Future Strategies and Conclusions

  • K. Subramanya Sastry


The virus and virus-like diseases are transmitted through true seed (sexual) in certain crops and through vegetative propagules like tuber, rhizome, bulb, suckers and bud sticks in some other crops. For framing suitable virus management measures, the disease diagnosis is prerequisite. Early detection of virus and virus-like diseases is critical to prevent or minimise the spread of the virus diseases. If virus and virus-like symptoms are suspected, then it is critical to confirm the presence of it by following a proper identification process through a recognised diagnostic laboratory by specialised techniques like ELISA and PCR. When the identification of the virus is confirmed, specific management strategies must be implemented immediately.

For almost all crops against major virus diseases, definite management measures including production of virus-free planting materials are well worked out and are implemented in day-to-day agricultural operations.
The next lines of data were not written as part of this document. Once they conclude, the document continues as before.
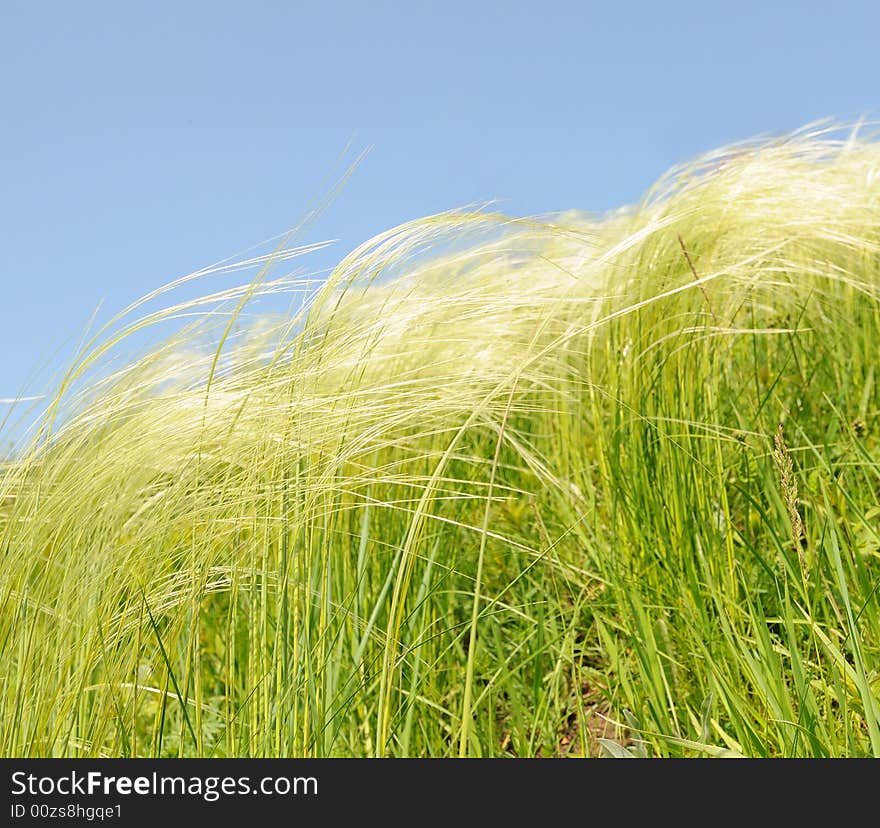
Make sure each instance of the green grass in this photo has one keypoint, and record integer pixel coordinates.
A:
(500, 487)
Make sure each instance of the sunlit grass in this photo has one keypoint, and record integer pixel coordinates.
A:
(498, 487)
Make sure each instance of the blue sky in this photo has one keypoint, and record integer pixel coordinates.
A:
(141, 141)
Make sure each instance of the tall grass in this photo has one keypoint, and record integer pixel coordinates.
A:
(499, 487)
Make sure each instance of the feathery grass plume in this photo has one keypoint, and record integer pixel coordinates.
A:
(788, 482)
(494, 486)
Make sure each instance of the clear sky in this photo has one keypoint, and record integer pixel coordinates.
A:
(141, 141)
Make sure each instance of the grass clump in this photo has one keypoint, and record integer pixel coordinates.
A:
(498, 487)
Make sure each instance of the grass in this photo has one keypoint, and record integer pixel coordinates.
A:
(498, 487)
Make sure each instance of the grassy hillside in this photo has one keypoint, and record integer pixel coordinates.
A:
(502, 487)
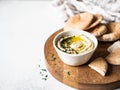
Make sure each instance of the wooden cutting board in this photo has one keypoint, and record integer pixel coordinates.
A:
(81, 77)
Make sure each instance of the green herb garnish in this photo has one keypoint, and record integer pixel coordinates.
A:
(53, 57)
(68, 73)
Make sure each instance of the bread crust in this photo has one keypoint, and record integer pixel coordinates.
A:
(79, 21)
(99, 65)
(113, 32)
(114, 57)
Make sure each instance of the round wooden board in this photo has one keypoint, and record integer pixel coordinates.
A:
(81, 77)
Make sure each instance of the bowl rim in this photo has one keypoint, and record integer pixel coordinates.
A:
(82, 32)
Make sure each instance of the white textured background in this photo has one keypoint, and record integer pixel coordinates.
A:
(24, 27)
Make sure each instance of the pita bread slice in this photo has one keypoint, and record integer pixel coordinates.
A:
(97, 19)
(79, 21)
(113, 33)
(114, 46)
(99, 65)
(114, 57)
(98, 30)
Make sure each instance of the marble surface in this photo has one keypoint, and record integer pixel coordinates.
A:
(24, 27)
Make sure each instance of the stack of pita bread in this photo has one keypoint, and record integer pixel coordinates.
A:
(101, 64)
(104, 32)
(92, 23)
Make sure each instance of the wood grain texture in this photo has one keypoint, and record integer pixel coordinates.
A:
(81, 77)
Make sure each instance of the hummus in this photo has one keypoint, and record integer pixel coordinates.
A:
(75, 44)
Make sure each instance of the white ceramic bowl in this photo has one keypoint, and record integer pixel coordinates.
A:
(75, 59)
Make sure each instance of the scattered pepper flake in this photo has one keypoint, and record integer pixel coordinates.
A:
(68, 73)
(53, 57)
(44, 70)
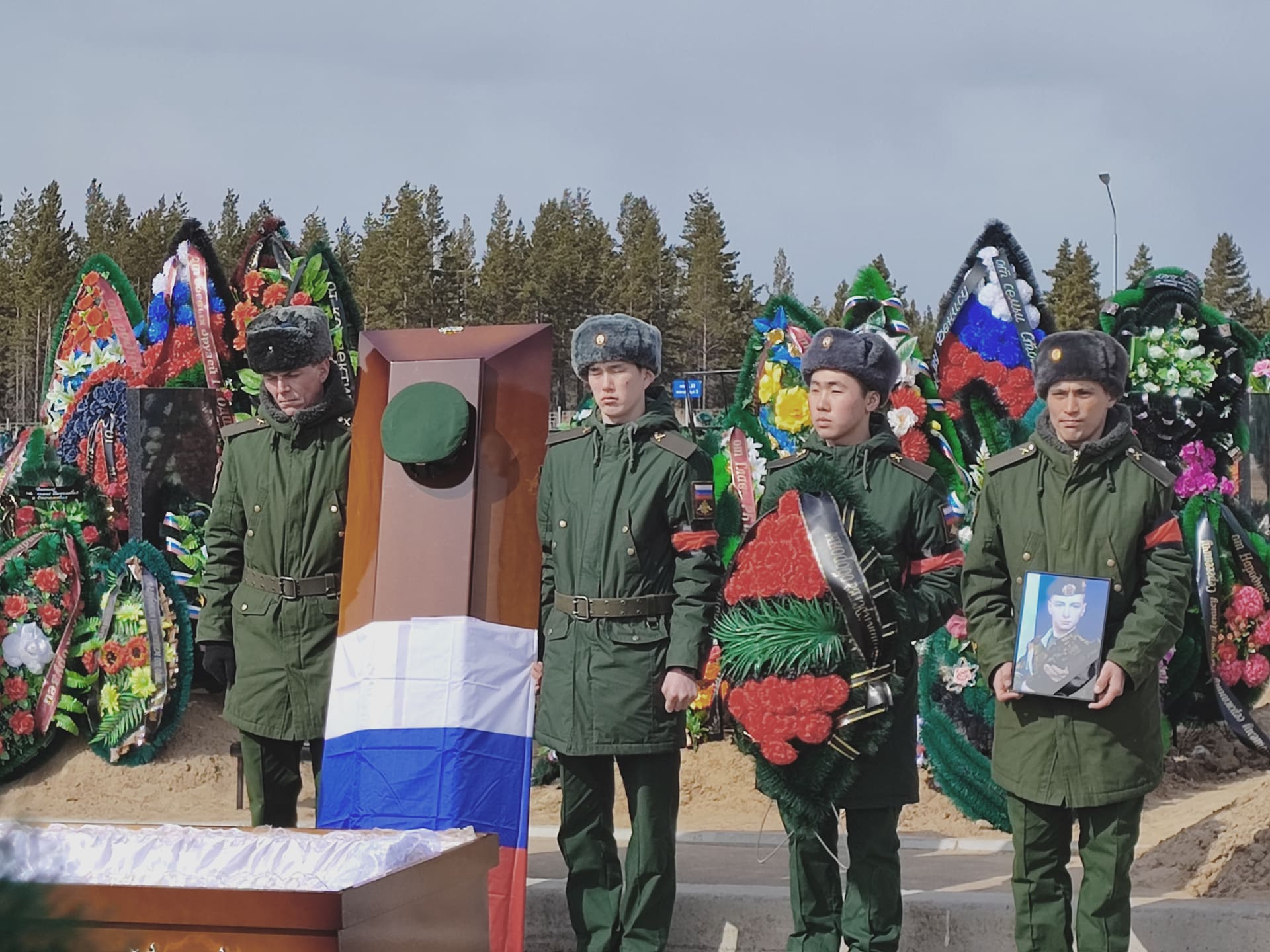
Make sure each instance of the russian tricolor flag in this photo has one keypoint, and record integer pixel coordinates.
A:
(431, 727)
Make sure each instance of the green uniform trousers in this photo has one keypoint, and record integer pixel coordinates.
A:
(605, 917)
(1043, 888)
(271, 770)
(870, 916)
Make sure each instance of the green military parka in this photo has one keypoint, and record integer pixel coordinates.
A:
(1104, 510)
(905, 504)
(611, 502)
(278, 509)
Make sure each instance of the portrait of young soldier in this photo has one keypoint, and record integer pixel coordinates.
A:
(1064, 658)
(1080, 498)
(851, 376)
(275, 549)
(630, 578)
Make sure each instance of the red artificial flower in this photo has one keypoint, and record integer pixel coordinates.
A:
(778, 560)
(253, 284)
(136, 653)
(16, 688)
(916, 446)
(16, 606)
(50, 616)
(113, 656)
(46, 579)
(275, 295)
(22, 723)
(910, 397)
(23, 520)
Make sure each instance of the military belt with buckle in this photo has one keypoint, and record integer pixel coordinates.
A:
(583, 610)
(291, 588)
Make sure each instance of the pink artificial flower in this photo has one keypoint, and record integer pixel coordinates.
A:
(1248, 602)
(1256, 669)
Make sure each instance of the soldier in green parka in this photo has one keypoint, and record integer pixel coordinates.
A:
(851, 376)
(630, 576)
(1080, 499)
(275, 547)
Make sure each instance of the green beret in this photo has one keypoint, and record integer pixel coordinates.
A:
(426, 423)
(287, 338)
(864, 354)
(1081, 354)
(616, 337)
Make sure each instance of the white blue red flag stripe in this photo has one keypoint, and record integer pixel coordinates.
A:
(431, 727)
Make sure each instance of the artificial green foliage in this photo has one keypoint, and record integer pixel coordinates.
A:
(781, 636)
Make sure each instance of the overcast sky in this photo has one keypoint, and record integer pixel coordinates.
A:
(835, 130)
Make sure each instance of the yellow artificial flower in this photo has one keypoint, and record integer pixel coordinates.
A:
(770, 383)
(793, 411)
(140, 683)
(110, 699)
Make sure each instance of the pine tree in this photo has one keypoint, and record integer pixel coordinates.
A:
(497, 296)
(1141, 266)
(712, 325)
(228, 234)
(1227, 286)
(783, 276)
(456, 276)
(1075, 296)
(646, 276)
(313, 230)
(840, 302)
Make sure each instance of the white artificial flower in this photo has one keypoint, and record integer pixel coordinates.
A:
(28, 648)
(902, 419)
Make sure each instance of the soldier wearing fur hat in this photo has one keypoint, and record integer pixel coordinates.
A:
(851, 376)
(630, 576)
(275, 543)
(1080, 499)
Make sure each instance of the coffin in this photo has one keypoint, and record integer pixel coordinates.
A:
(437, 903)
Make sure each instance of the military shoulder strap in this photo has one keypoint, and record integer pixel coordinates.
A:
(1151, 466)
(911, 466)
(1015, 455)
(566, 436)
(786, 461)
(681, 446)
(238, 429)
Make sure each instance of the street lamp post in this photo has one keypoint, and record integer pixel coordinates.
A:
(1105, 178)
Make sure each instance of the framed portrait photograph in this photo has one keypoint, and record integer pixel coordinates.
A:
(1062, 627)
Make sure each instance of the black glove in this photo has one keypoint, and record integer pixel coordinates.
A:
(219, 662)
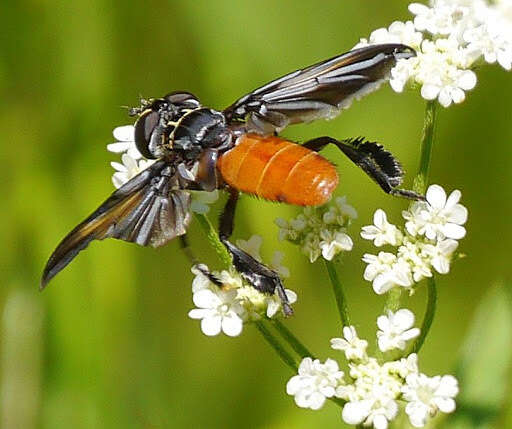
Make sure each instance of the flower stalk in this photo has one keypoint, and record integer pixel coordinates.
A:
(338, 293)
(292, 340)
(213, 238)
(273, 342)
(429, 315)
(427, 143)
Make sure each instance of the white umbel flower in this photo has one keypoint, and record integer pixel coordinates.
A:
(333, 243)
(381, 232)
(386, 271)
(314, 383)
(396, 329)
(428, 395)
(451, 37)
(353, 347)
(439, 217)
(218, 311)
(441, 254)
(125, 136)
(320, 231)
(128, 169)
(428, 243)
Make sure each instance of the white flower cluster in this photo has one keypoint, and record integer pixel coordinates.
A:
(374, 391)
(427, 243)
(450, 37)
(320, 230)
(226, 309)
(132, 163)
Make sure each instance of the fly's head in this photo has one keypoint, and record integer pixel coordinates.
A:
(157, 118)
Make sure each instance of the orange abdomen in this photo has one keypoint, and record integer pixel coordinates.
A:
(278, 170)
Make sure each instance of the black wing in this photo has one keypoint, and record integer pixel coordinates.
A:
(318, 91)
(149, 210)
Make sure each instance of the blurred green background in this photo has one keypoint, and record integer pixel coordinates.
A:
(109, 343)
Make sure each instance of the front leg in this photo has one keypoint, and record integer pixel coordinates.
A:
(374, 160)
(254, 272)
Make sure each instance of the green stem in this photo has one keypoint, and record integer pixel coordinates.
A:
(292, 340)
(213, 238)
(427, 142)
(285, 356)
(429, 315)
(276, 345)
(393, 299)
(338, 293)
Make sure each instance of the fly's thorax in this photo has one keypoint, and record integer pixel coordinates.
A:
(200, 129)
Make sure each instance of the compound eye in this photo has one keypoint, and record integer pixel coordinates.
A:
(144, 127)
(183, 99)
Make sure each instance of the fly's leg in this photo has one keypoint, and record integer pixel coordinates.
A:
(255, 273)
(373, 159)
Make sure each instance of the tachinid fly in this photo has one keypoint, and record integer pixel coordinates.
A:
(238, 150)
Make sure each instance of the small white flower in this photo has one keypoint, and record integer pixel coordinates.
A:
(274, 303)
(386, 271)
(397, 32)
(355, 412)
(125, 136)
(427, 395)
(439, 217)
(201, 200)
(383, 411)
(129, 168)
(412, 253)
(441, 254)
(333, 243)
(404, 366)
(395, 329)
(372, 396)
(437, 70)
(382, 232)
(353, 347)
(314, 383)
(443, 19)
(320, 230)
(218, 311)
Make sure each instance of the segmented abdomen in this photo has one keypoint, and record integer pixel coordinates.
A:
(278, 170)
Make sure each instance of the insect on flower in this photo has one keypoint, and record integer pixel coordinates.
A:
(238, 150)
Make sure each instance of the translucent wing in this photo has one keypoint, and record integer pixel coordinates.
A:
(318, 91)
(149, 210)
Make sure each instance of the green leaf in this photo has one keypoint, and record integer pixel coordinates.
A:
(485, 362)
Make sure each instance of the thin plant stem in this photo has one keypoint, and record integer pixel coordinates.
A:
(420, 182)
(427, 143)
(429, 315)
(338, 293)
(286, 357)
(213, 238)
(292, 340)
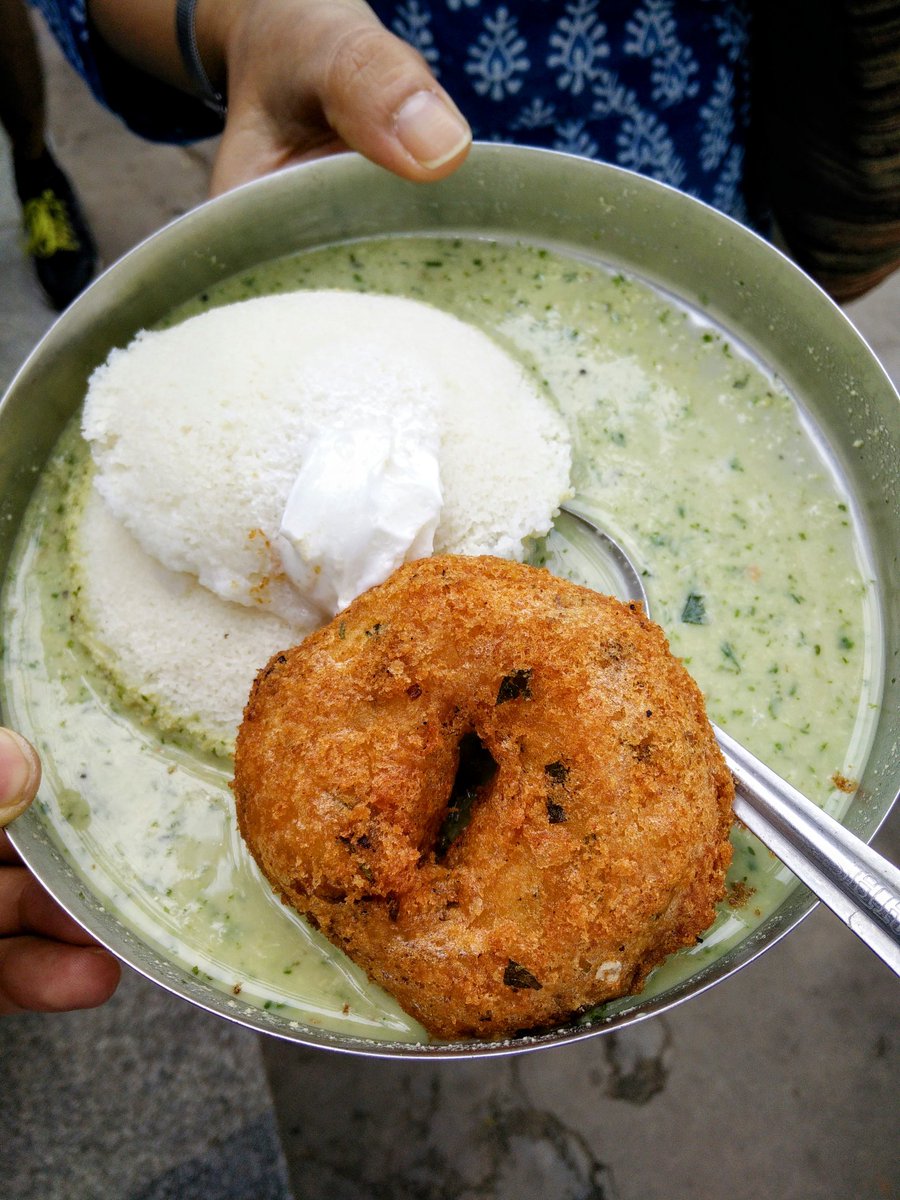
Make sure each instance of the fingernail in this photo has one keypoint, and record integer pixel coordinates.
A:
(19, 773)
(430, 130)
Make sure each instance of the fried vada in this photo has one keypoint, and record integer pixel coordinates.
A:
(496, 790)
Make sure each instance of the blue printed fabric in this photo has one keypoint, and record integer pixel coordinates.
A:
(660, 87)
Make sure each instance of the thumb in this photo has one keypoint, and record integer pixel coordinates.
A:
(19, 775)
(336, 81)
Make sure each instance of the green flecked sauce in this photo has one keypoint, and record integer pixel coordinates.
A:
(684, 449)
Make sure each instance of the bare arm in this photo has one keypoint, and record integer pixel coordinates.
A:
(304, 78)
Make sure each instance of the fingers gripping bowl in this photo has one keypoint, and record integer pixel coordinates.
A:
(593, 215)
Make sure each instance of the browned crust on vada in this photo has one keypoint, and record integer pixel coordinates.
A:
(597, 847)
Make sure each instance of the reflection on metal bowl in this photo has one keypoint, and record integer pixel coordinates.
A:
(583, 209)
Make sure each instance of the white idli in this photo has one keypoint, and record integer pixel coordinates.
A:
(168, 645)
(198, 431)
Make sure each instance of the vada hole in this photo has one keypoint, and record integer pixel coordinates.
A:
(474, 771)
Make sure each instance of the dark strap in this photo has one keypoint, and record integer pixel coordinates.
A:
(186, 37)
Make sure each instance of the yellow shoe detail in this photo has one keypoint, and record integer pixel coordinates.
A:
(48, 227)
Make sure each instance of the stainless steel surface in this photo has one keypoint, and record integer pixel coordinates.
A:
(597, 213)
(624, 577)
(861, 887)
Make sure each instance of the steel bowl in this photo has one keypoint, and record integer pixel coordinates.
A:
(591, 210)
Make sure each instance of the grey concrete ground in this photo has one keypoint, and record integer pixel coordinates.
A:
(781, 1083)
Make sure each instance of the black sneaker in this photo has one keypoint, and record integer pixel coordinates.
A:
(59, 241)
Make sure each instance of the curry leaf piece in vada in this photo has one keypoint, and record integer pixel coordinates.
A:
(497, 791)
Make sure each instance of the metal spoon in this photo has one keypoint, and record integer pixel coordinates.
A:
(857, 883)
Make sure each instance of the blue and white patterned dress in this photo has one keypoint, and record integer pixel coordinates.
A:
(660, 87)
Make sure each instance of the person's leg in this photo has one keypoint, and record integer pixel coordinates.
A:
(22, 99)
(59, 240)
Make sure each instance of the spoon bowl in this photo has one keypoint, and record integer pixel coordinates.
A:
(858, 885)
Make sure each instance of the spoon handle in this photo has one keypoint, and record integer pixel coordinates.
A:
(850, 877)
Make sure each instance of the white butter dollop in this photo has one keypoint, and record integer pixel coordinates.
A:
(365, 501)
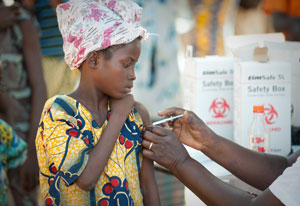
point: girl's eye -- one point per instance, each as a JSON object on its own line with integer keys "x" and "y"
{"x": 126, "y": 65}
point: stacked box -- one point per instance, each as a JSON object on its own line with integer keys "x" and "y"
{"x": 267, "y": 84}
{"x": 208, "y": 91}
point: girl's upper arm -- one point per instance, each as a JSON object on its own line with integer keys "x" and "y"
{"x": 143, "y": 112}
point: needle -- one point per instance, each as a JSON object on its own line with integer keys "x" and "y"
{"x": 167, "y": 119}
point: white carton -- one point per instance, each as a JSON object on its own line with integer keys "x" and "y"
{"x": 267, "y": 84}
{"x": 208, "y": 91}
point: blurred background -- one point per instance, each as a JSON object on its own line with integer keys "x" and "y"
{"x": 33, "y": 68}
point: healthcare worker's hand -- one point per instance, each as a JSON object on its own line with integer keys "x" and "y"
{"x": 189, "y": 129}
{"x": 162, "y": 145}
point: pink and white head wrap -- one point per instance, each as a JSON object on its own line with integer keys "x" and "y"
{"x": 92, "y": 25}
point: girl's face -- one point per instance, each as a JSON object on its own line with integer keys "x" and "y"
{"x": 115, "y": 76}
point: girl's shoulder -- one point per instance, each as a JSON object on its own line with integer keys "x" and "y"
{"x": 61, "y": 107}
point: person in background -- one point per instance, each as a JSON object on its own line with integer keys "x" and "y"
{"x": 64, "y": 81}
{"x": 277, "y": 176}
{"x": 286, "y": 17}
{"x": 89, "y": 141}
{"x": 12, "y": 154}
{"x": 23, "y": 86}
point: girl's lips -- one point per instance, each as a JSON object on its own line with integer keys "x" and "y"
{"x": 127, "y": 90}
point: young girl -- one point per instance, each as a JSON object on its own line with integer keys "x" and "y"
{"x": 89, "y": 142}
As single control measure will not give maximum disease management, IDM methods which are sound and environmentally acceptable are widely applied. The word integrated in IDM initially referred to the simultaneous use or integration of many number of tactics in combination that are focused on maintaining the disease below its economic threshold level. Chemical control is generally compatible with host resistance. Thus, a management strategy integrates one or several compatible tactics in to a single package.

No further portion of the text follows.